◆第21回ヴィクトリアマイル・G1(5月17日、東京競馬場・芝1600メートル)

 特別な思いがある。カムニャック(牝4歳、栗東・友道康夫厩舎、父ブラックタイド)を送り出す友道調教師にとって、エンブロイダリーは単なる同世代のライバルではない。

父はアドマイヤマーズ。自ら手がけたG13勝馬の初年度産駒だ。「自分のところにいた馬は種馬でも牝馬でも、子供のことはやはり気になるものだよ」と口にする。

 いつも熱い視線を送っている。昨年の桜花賞は管理馬が遠征していた中山で観戦。レース後には馬主のシルクレーシング・米本昌史代表に電話した。翌週には、あまり面識のなかった森一調教師にも声をかけた。「『おめでとう』と『ありがとう』の両方だけど、やはり感謝の方が強かったかな。種牡馬にとって、G1を勝つと勝たないでは全然違うから」。
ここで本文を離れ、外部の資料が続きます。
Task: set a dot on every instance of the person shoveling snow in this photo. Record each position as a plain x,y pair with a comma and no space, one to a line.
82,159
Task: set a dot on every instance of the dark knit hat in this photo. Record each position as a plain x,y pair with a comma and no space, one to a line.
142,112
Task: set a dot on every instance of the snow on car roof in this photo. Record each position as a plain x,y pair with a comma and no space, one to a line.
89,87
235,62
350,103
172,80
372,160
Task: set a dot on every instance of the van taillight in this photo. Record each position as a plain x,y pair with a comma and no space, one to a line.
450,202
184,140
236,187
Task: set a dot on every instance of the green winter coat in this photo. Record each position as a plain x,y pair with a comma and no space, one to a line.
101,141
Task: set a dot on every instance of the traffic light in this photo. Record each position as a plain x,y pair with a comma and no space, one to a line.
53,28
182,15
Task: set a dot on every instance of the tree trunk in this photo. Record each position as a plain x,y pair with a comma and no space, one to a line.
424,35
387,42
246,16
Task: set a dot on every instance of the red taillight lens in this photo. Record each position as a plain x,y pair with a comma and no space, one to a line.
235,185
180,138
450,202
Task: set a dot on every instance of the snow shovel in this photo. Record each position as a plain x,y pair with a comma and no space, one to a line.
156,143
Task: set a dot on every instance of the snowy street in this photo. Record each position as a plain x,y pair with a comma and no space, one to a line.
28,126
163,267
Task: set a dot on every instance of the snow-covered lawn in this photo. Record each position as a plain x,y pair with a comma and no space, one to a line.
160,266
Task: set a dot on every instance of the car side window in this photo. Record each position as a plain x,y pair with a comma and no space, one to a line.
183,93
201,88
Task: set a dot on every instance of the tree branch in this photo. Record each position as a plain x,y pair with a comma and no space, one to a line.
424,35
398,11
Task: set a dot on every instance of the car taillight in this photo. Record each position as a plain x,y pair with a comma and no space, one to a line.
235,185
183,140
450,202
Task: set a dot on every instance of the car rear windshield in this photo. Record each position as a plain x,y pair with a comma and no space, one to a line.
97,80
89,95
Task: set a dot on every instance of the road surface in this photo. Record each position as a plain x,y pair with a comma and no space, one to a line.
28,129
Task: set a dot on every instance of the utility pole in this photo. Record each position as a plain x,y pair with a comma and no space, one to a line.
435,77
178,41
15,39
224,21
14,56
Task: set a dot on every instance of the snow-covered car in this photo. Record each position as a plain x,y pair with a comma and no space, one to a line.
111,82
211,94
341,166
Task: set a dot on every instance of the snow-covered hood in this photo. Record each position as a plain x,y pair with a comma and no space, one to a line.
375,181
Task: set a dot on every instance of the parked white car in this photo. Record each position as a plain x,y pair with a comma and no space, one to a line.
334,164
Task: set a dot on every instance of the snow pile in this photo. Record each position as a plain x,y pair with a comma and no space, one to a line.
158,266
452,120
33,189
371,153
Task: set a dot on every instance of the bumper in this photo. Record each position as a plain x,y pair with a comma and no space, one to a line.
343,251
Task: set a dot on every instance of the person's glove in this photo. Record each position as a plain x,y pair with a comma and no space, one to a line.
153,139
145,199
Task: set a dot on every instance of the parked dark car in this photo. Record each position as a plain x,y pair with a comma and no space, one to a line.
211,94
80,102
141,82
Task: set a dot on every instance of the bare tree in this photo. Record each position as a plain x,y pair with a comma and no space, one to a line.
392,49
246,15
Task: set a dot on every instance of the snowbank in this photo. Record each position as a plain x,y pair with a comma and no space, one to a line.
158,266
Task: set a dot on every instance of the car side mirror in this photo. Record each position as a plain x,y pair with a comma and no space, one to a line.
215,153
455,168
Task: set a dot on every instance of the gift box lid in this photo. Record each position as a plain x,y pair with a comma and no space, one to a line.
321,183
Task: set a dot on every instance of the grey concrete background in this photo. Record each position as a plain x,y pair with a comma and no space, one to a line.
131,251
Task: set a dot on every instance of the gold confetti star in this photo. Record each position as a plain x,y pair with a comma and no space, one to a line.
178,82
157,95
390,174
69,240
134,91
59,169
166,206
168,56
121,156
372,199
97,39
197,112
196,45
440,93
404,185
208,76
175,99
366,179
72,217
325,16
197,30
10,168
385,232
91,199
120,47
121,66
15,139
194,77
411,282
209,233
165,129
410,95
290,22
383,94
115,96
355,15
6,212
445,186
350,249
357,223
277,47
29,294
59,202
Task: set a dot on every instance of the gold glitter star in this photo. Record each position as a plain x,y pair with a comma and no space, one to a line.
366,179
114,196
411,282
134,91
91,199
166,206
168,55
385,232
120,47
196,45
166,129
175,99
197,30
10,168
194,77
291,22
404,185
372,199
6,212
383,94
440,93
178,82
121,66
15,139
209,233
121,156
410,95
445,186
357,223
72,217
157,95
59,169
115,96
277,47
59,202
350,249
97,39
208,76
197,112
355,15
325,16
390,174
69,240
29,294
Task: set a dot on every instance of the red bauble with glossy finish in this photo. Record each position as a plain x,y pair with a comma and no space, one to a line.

 前走の阪神牝馬Sでは栗東滞在で調整する“孝行娘”の姿を何度も間近で見た。「雄と雌の違いはあるけど、ガッチリしていたマーズと違って、シュッとしている。似てないよね。

レースぶりは似てるのに」。そんな父娘の比較を笑顔でできるのも、現役時代にG1・3勝へ導き、種牡馬として送り出しているからだ。

 カムニャックは今まで3度の対戦で1勝2敗。前走の阪神牝馬Sでは首差まで詰め寄った。「普段から前進気勢が出てきているし、以前よりも対応できる。東京の方が走りやすいと思う」。ともに歩んだDNAと真っ向から向き合う今年のマイル女王決定戦。感謝の思いを胸に、全力で立ち向かう。(山本 武志)

 ◆アドマイヤマーズとは 2016年生まれで現10歳のダイワメジャー産駒。現役時代は18年朝日杯FSと19年NHKマイルCを勝ち、18年には最優秀2歳牡馬に選出された。19年12月には香港マイルを勝利。前月に亡くなった名物オーナーの近藤利一さんに捧げる追悼Vとなった。

翌20年は4戦で3着3回あったが未勝利。この年限りで現役を引退した。